On 06/23/2010 07:08 PM, Ortwin Gl?ck wrote:
>>From time to time this nVidia SATA controller chokes on a FLUSH CACHE.
>
> 1. why does the kernel not try to HARD reset the link?

Because hardreset sometimes brings the link completely offline on
sata_nv's. Hardreset on sata_nv controllers is quite fragile.

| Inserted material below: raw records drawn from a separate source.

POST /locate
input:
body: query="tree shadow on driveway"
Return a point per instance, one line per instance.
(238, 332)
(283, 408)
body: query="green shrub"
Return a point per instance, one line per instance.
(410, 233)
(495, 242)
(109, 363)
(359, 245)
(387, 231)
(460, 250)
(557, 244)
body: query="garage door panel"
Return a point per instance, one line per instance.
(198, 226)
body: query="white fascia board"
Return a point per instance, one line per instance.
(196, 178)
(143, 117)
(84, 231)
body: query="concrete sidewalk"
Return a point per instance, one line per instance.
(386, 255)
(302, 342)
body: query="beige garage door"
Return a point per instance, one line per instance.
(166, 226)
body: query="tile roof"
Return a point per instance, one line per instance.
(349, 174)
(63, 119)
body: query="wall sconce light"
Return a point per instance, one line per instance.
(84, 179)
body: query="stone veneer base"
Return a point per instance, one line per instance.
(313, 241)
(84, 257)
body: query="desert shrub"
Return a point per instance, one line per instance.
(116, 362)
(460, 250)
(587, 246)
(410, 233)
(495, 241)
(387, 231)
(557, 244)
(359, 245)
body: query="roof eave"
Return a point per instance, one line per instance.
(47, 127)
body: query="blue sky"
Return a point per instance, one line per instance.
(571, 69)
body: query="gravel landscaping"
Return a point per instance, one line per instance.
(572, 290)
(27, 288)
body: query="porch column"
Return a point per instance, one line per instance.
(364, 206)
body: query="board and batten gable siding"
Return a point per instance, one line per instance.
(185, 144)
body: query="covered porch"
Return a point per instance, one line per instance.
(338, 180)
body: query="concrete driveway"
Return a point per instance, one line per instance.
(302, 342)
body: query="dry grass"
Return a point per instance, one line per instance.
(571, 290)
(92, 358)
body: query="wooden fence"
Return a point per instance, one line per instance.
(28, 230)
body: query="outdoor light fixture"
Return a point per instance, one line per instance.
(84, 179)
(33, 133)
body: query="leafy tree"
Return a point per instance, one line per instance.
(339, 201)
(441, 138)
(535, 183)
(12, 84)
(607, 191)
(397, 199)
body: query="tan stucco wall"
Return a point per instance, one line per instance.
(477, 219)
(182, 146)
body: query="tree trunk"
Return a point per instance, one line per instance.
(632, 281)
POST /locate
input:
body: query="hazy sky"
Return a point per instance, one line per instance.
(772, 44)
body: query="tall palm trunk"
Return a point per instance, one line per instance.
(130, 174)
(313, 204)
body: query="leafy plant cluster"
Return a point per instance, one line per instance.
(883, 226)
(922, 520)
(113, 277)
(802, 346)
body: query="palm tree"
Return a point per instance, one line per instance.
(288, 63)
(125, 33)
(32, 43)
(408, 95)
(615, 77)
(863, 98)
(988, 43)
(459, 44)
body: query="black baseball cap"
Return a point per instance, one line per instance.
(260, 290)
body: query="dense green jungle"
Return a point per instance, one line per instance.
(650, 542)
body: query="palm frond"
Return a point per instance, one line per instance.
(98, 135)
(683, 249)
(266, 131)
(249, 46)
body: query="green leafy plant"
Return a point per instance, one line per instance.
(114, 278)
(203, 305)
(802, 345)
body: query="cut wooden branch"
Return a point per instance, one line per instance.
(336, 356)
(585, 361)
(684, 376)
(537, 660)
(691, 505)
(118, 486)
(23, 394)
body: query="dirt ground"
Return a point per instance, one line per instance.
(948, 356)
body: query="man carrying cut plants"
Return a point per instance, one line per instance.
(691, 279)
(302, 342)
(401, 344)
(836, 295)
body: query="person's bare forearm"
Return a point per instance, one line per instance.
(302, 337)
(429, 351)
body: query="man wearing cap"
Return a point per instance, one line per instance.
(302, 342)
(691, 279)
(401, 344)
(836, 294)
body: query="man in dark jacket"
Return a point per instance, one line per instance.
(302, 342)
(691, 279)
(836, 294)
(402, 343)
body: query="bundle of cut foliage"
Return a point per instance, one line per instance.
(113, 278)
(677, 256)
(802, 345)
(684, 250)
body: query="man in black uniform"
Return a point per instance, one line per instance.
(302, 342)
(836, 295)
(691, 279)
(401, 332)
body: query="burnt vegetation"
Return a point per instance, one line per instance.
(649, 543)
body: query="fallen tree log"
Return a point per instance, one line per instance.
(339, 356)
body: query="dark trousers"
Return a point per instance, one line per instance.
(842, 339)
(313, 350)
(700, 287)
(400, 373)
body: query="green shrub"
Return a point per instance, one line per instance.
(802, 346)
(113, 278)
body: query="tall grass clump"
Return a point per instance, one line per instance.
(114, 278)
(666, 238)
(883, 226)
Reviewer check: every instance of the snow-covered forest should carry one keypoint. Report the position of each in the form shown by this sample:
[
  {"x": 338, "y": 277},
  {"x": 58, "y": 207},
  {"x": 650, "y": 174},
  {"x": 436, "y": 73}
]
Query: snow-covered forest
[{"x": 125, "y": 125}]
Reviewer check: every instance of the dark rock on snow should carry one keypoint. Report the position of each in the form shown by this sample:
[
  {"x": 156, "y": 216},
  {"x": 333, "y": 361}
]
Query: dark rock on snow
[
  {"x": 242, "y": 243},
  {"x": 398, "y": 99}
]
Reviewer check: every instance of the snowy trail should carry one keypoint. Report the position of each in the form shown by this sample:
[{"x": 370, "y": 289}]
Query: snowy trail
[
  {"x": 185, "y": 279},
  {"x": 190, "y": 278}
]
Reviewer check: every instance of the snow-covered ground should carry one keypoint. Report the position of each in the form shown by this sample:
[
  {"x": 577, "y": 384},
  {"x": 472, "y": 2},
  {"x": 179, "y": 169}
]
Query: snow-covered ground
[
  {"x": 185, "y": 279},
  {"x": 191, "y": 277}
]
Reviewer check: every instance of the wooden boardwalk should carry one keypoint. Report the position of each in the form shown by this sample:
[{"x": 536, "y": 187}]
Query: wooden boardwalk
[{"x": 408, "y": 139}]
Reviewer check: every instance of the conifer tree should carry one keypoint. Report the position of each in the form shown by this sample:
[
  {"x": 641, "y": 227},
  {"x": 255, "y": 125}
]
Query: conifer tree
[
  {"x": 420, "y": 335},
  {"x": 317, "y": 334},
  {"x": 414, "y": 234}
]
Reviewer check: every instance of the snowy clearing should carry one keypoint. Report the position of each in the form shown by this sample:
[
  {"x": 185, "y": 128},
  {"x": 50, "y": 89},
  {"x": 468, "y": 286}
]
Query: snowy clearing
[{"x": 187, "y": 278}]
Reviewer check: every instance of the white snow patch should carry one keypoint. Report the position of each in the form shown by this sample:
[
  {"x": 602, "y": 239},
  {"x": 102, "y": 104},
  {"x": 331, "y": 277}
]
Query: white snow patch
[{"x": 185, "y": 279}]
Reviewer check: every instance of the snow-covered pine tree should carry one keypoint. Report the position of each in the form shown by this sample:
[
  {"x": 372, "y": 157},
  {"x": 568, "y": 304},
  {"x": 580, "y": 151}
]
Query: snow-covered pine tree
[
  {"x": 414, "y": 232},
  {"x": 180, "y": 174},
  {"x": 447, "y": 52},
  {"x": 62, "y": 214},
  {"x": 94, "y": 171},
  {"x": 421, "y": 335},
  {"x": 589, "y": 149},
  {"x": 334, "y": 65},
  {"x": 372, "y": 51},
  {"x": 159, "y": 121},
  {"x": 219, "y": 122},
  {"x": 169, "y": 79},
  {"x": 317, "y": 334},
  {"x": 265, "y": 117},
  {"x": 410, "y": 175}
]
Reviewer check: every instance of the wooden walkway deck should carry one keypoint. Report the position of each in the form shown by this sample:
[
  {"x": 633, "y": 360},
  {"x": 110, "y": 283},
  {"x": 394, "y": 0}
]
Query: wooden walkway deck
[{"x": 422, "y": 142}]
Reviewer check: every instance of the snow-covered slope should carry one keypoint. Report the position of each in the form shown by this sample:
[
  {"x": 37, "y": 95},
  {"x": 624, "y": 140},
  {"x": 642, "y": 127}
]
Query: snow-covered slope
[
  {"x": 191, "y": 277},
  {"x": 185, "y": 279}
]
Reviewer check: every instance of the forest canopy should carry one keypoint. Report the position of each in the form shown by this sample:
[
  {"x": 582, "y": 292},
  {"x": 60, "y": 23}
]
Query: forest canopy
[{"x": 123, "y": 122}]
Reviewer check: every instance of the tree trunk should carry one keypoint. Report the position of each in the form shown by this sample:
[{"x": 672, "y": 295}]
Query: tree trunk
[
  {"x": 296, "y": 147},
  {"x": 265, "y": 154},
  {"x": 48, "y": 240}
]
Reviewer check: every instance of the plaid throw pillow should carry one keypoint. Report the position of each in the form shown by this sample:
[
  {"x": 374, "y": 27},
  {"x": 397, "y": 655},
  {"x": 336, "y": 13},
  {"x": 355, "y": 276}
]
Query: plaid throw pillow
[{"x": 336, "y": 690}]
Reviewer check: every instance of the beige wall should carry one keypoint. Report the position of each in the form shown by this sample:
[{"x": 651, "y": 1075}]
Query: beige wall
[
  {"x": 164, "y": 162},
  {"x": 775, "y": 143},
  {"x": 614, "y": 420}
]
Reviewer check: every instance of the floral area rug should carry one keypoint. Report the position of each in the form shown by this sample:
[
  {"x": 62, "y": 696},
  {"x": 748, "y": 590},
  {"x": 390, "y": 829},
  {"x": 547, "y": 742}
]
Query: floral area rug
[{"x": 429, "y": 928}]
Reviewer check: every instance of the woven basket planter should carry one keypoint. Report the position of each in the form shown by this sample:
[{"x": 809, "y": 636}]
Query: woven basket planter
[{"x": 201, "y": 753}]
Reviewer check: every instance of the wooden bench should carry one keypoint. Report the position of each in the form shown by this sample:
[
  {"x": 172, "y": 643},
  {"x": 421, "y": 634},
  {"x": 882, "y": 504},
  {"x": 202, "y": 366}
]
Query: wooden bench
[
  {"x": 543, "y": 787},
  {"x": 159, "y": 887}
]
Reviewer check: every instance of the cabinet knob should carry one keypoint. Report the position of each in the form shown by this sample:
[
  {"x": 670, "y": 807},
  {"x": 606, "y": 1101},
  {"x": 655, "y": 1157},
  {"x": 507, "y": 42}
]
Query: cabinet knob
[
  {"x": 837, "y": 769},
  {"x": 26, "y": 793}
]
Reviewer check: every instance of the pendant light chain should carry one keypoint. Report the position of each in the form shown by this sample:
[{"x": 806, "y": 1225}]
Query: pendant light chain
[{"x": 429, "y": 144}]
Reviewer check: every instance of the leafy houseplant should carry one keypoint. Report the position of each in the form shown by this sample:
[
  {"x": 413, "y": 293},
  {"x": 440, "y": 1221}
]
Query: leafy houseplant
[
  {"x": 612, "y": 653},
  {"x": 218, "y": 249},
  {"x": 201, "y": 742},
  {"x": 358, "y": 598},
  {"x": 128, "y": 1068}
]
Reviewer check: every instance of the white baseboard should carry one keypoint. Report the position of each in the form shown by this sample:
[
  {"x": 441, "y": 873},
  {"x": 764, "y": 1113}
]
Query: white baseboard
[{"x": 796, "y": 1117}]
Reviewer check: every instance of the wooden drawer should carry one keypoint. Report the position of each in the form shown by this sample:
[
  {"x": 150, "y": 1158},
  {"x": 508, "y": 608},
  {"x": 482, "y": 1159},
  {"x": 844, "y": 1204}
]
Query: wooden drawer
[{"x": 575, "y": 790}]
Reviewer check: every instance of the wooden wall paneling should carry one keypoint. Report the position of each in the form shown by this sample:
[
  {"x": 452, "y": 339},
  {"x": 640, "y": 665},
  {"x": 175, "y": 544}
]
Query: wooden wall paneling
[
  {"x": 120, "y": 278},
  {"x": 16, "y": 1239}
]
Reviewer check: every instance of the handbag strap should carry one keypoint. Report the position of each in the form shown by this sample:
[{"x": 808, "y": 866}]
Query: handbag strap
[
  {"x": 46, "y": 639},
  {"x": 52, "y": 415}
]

> 2. it would be nice to have the possibility to manually force a
> (hard) reset or to re-initialize the device. Other than rebooting I
> mean :-)

Maybe we can use hardreset as the last resort before ditching the
device. Something like the following. Can you please try it and post
the kernel log? Thanks.

diff --git a/drivers/ata/sata_nv.c b/drivers/ata/sata_nv.c
index 2116113..5105951 100644
--- a/drivers/ata/sata_nv.c
+++ b/drivers/ata/sata_nv.c
@@ -1587,7 +1587,7 @@ static int nv_hardreset(struct ata_link *link, unsigned int *class,
* comment above port ops for details.
*/
if (!(link->ap->pflags & ATA_PFLAG_LOADING) &&
- !ata_dev_enabled(link->device))
+ (!ata_dev_enabled(link->device) || ehc->tries[0] == 1))
sata_link_hardreset(link, sata_deb_timing_hotplug, deadline,
NULL, NULL);
else {

--
tejun

2010-06-23 17:31:53

by Tejun Heo

[permalink] [raw]
Subject: Re: ata link not reset properly

On 06/23/2010 07:28 PM, Tejun Heo wrote:
> Maybe we can use hardreset as the last resort before ditching the
> device. Something like the following. Can you please try it and post
> the kernel log? Thanks.

Meh, it won't work. It's failing softreset so we should be checking
reset try counts. I'll try to write up something tomorrow.

Thanks.

--
tejun

2010-06-24 07:14:06

by Ortwin Glück

[permalink] [raw]
Subject: Re: ata link not reset properly

On 23.06.2010 19:31, Tejun Heo wrote:
> Meh, it won't work. It's failing softreset so we should be checking
> reset try counts. I'll try to write up something tomorrow.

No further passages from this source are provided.